Que vergonha. E ainda por cima dá para ouvir a minha tentativa de fazer piada. Justo antes de aparecerem os quadros de Basquiat, eu digo: “Perdão, o algoritmo extrapolou”.

Por que é verdade. Não sei que série de buscas e cliques foram empurrando o meu algoritmo a essas curvas exageradas. Como se houvesse ali uma evolução lenta, imperceptível. Em algum momento, o Instagram me mostrou uma imagem quase erótica como isca, e eu, um professor cinquentão insone, quis vê-la, e depois o deus da matrix foi ampliando essa curiosidade, essas ancas, essa fraqueza, e em pouco tempo o buscador me encheu de mulheres hiper carnudas de bunda, pronunciaram essas curvas em que derrapou para sempre a minha libido final. Ponho a culpa no algoritmo, queridos alunos.

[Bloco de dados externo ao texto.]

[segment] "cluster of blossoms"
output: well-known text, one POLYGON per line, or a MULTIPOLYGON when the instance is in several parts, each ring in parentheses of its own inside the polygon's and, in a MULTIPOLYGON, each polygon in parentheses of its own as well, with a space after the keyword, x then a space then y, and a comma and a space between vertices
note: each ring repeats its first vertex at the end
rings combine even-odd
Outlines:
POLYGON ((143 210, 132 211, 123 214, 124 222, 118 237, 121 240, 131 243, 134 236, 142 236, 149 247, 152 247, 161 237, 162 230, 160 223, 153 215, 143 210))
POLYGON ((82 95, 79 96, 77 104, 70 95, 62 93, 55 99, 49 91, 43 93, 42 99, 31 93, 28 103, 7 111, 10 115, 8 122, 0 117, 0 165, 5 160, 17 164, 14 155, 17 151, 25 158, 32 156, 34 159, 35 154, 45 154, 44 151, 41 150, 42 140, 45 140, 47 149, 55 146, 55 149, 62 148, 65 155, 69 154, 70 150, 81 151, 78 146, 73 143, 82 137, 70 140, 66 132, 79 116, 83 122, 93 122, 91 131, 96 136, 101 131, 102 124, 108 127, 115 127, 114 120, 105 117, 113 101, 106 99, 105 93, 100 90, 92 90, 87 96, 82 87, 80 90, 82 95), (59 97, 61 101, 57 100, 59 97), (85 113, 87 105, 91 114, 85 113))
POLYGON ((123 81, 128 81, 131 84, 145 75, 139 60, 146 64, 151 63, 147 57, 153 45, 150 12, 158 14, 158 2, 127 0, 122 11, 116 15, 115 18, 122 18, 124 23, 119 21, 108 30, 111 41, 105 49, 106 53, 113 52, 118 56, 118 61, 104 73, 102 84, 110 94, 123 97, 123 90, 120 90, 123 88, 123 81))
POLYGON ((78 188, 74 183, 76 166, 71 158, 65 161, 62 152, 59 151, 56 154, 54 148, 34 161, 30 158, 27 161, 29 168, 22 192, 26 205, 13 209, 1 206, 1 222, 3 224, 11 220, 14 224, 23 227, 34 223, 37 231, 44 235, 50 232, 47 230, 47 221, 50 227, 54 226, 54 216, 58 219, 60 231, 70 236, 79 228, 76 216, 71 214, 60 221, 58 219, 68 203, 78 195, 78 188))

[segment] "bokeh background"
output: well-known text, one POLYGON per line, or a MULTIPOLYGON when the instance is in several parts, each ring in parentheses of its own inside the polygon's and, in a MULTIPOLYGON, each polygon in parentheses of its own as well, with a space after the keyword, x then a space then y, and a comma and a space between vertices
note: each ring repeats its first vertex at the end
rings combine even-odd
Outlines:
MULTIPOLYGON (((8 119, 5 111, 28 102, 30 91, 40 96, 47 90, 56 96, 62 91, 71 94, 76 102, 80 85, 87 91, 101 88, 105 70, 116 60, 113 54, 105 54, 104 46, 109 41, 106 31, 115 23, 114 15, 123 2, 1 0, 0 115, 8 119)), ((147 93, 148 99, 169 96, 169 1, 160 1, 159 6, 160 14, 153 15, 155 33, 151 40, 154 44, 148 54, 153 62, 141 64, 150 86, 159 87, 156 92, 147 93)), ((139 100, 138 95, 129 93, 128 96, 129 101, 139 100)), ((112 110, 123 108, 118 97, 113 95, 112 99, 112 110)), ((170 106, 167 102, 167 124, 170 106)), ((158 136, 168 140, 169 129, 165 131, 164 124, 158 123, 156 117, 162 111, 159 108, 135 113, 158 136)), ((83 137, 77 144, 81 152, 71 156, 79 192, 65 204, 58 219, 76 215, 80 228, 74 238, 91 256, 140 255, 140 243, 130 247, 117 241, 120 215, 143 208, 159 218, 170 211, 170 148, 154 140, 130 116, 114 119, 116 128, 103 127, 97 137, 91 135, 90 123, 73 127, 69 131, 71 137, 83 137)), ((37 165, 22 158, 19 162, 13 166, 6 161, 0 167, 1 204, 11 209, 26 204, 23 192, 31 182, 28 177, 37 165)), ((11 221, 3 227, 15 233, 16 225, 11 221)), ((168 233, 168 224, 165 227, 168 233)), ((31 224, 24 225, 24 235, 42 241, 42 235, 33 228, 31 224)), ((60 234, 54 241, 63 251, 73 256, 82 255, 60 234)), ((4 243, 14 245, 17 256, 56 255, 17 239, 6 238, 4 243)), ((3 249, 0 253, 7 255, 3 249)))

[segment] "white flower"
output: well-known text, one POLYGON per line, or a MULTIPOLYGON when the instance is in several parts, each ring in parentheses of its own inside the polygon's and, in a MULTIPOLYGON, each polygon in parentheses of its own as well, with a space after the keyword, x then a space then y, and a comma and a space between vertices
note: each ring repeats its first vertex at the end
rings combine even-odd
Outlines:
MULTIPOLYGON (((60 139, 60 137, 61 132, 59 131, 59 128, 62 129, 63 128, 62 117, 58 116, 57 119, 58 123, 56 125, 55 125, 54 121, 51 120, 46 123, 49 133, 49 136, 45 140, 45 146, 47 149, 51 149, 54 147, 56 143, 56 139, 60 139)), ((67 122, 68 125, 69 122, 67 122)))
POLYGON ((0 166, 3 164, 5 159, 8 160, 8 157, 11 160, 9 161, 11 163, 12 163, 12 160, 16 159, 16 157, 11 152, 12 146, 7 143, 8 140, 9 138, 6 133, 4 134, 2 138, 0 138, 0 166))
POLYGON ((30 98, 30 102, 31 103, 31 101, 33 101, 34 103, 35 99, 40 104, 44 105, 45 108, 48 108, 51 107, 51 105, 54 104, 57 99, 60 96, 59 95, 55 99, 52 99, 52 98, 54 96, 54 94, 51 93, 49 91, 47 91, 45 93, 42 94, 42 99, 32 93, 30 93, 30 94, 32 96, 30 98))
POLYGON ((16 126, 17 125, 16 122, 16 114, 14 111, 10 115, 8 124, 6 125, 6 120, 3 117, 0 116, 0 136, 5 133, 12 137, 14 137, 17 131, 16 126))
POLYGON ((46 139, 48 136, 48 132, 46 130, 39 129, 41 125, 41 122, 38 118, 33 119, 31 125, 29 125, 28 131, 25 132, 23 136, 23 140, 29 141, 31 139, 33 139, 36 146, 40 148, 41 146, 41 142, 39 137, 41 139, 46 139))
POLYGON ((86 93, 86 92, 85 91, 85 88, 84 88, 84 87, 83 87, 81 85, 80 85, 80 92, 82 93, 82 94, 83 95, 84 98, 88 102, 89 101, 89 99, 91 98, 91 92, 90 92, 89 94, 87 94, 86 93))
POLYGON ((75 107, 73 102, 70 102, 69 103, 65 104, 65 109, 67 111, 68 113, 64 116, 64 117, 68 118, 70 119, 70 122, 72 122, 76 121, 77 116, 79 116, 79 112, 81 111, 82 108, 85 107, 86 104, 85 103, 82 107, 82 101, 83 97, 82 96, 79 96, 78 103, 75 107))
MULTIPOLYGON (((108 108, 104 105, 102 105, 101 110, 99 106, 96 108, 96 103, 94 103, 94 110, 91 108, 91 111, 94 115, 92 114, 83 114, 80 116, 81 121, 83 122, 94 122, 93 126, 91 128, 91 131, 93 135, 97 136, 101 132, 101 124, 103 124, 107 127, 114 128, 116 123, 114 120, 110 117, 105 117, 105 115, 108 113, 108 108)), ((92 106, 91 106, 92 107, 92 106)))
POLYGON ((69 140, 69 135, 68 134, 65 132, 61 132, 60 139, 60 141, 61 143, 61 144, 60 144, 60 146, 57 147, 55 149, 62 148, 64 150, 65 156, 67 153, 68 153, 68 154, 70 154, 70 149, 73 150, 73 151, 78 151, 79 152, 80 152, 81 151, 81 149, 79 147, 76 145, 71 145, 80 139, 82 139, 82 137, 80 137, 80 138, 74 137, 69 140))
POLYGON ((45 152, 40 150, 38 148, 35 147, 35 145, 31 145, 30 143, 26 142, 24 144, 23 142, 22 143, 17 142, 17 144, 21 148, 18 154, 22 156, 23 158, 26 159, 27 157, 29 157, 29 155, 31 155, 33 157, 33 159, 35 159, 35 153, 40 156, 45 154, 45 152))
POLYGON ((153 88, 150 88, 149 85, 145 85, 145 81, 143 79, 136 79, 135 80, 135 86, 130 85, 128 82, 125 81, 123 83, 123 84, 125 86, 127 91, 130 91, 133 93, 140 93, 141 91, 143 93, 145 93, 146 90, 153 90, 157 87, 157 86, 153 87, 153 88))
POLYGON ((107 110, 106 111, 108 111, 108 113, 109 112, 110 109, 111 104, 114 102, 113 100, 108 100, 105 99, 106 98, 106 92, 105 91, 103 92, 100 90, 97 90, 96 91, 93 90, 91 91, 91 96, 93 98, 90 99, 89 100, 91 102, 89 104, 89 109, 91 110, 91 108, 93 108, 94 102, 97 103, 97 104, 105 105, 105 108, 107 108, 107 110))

Essa é a triste vida sexual do professor de literatura de vocês: um breve sonho erótico no qual vagueio por praias tropicais como um turista alemão que olha, mas não toca, entre mulheres voluptuosas sentadas em pose sexy sobre espreguiçadeiras e rochas e em academias de ginástica ao ar livre, piscando e sorrindo para mim ao passar. Peço desculpas.